Artificial intelligence was able to accurately detect severe cases of retinopathy of prematurity (ROP) in a real-world population of preterm infants, according to a new study published recently in JAMA Ophthalmology.

Retinopathy of prematurity is a leading cause of blindness in children. Children born before 30 weeks of pregnancy or who weigh less than 3 pounds are at the greatest risk. In these babies, the blood vessels of the retinal may stop developing normally, and abnormal blood vessels develop. Infants with retinopathy of prematurity may develop other conditions as they get older, including retinal detachment, nearsightedness, cross eyes and lazy eye, according to the National Eye Institute.

About 14,000 preterm infants in the United States develop retinopathy of prematurity, and between 1,100 and 1,500 develop severe disease.

Michael Chiang, M.D.

Michael Chiang, M.D.

Michael Chiang, M.D., and his colleagues developed the i-ROP Deep Learning system while he was with Oregon Health & Science University School of Medicine. The system, developed in collaboration with Massachusetts General Hospital, uses an AI algorithm to identify blood vessel anomalies in retinal images. Chiang is now director of the National Eye Institute of the National Institutes of Health.
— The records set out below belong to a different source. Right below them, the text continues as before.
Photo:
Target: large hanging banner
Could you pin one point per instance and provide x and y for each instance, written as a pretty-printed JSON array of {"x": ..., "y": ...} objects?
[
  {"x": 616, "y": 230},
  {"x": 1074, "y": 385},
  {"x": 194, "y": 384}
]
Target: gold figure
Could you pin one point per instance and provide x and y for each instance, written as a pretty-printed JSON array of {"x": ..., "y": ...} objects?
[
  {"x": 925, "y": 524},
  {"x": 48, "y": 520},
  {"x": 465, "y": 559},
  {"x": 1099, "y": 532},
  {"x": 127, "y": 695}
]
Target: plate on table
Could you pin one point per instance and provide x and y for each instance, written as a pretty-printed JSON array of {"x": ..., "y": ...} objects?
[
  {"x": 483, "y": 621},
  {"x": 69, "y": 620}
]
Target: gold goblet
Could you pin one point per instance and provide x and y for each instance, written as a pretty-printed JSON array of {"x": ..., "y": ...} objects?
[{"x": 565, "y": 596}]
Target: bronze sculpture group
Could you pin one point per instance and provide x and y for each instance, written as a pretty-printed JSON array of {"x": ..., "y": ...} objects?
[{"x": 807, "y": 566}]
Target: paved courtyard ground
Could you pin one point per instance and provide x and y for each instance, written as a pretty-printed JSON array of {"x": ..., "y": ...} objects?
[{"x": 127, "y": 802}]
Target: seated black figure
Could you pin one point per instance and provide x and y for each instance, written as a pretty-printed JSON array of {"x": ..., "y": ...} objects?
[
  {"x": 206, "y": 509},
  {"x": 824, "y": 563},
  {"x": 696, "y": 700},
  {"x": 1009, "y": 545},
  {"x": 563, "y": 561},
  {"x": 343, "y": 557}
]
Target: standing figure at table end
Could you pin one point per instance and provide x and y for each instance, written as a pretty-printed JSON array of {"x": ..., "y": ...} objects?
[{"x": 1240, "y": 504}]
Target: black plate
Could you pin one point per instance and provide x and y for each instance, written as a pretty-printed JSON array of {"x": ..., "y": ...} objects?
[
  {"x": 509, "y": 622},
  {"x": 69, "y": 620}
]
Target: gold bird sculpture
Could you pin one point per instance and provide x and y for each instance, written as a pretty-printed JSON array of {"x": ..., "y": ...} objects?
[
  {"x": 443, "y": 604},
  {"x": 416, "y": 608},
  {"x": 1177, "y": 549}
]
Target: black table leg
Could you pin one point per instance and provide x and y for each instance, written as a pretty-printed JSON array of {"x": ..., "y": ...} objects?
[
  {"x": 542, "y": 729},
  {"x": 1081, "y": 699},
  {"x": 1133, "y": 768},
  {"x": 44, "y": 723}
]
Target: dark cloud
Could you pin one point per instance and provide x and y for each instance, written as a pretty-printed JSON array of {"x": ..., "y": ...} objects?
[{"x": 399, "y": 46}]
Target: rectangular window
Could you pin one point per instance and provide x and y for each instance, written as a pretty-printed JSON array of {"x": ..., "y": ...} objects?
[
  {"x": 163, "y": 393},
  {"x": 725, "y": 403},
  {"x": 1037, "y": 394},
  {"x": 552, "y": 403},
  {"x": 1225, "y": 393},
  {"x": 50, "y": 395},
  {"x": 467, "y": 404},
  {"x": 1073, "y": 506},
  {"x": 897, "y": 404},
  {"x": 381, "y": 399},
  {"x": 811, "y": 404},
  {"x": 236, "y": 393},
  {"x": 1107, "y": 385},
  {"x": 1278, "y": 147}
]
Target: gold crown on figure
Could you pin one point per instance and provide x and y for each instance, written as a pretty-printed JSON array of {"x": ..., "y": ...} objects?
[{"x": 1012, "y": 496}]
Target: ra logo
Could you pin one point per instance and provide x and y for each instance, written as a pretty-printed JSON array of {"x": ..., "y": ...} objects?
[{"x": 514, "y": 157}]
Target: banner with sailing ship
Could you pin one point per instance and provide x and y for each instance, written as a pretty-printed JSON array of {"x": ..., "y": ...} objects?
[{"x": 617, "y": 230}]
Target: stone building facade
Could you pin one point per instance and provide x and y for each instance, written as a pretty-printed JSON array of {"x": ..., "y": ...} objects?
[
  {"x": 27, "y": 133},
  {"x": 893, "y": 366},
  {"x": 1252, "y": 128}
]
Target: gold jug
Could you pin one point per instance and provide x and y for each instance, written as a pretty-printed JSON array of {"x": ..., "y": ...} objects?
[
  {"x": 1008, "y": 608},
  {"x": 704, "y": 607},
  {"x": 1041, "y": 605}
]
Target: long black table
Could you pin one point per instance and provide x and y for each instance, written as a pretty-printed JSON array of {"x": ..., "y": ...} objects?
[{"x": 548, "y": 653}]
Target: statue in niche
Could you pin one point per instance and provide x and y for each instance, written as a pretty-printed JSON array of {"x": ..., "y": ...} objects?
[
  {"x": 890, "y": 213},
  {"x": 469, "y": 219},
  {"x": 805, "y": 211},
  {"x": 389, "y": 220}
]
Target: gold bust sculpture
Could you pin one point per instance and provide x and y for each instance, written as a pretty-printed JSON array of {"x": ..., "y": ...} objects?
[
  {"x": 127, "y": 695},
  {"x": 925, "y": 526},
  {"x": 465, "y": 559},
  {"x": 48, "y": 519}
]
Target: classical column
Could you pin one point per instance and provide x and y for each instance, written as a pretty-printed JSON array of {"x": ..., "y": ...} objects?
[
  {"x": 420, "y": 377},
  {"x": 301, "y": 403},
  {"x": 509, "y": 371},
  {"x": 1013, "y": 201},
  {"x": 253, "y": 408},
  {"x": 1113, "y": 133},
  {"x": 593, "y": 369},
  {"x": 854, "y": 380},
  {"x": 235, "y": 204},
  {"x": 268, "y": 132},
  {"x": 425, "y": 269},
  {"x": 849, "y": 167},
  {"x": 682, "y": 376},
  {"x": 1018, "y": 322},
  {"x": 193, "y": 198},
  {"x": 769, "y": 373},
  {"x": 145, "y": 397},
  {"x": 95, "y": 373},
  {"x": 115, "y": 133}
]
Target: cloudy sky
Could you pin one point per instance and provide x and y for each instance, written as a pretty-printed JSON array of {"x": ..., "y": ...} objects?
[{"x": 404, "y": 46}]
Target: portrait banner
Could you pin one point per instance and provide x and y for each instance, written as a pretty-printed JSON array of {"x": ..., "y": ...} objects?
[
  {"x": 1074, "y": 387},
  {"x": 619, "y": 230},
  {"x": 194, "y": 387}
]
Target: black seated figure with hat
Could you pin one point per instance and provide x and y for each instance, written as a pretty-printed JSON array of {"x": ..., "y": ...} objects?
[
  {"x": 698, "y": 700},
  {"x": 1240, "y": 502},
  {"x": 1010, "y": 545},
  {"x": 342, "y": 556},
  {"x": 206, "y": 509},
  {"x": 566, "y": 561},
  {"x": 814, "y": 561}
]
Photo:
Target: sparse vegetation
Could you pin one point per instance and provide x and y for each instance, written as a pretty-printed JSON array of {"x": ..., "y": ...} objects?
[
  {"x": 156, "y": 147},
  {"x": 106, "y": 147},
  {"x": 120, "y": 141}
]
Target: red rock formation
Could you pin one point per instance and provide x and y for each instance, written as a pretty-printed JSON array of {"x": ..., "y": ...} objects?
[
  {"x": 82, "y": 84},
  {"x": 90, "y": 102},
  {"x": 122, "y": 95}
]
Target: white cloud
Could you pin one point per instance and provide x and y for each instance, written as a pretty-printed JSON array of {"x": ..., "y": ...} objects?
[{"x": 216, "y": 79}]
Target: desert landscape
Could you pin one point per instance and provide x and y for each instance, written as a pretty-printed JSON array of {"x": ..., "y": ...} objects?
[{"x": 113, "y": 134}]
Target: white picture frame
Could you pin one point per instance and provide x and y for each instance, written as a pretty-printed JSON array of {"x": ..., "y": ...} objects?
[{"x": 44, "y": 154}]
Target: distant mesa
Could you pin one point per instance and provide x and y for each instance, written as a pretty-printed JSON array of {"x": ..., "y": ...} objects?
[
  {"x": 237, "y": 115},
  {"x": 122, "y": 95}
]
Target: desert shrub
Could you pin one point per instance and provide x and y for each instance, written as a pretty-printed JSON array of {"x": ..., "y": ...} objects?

Previously, Chiang and his colleagues had shown that their AI technology could accurately diagnosis retinopathy of prematurity in a controlled experiment. This new study demonstrates that the AI screening for ROP is effective in a real-world population. The technology was able to correctly identify the condition on its own without ophthalmologist support.

The AI model was trained using retinal images that were collected from January 2012 to July 2020 of infants who had been screened retinopathy of prematurity. The images were separated into two groups. One group of 16,334 images was used for training the AI model. The second group was a test dataset with 5,704 images.

The study then assessed infants who were screened for retinopathy of prematurity in the United States through the SUNDROP telemedicine program from February 2013 to July 2021, as well as the ROPE-SOS telemedicine program in India from March 2019 to December 2020. Images of the retinas were taken by nurses and had been reviewed by ophthalmologists. The physicians had found that about 1.2% of the babies had severe forms of ROP; about 5.8% had more-than-mild cases. The AI system correctly identified all of the severe cases and accurately detected 80% of the cases with more-than-mild ROP.

Although researchers are optimistic that AI could one day be used to diagnose infants with ROP, they point out the risk of potentially misdiagnosing those who does have the disease and potentially lead to vision loss.

This research was supported by the National Eye Institute of the National Institutes of Health, the Eunice Kennedy Shriver National Institute of Child Health & Human Development of the National Institutes of Health, Research to Prevent Blindness, Malcolm Marquis Innovation Fund, U.S. Agency for International Development, Seva Foundation and the National Eye Institute’s intramural research program.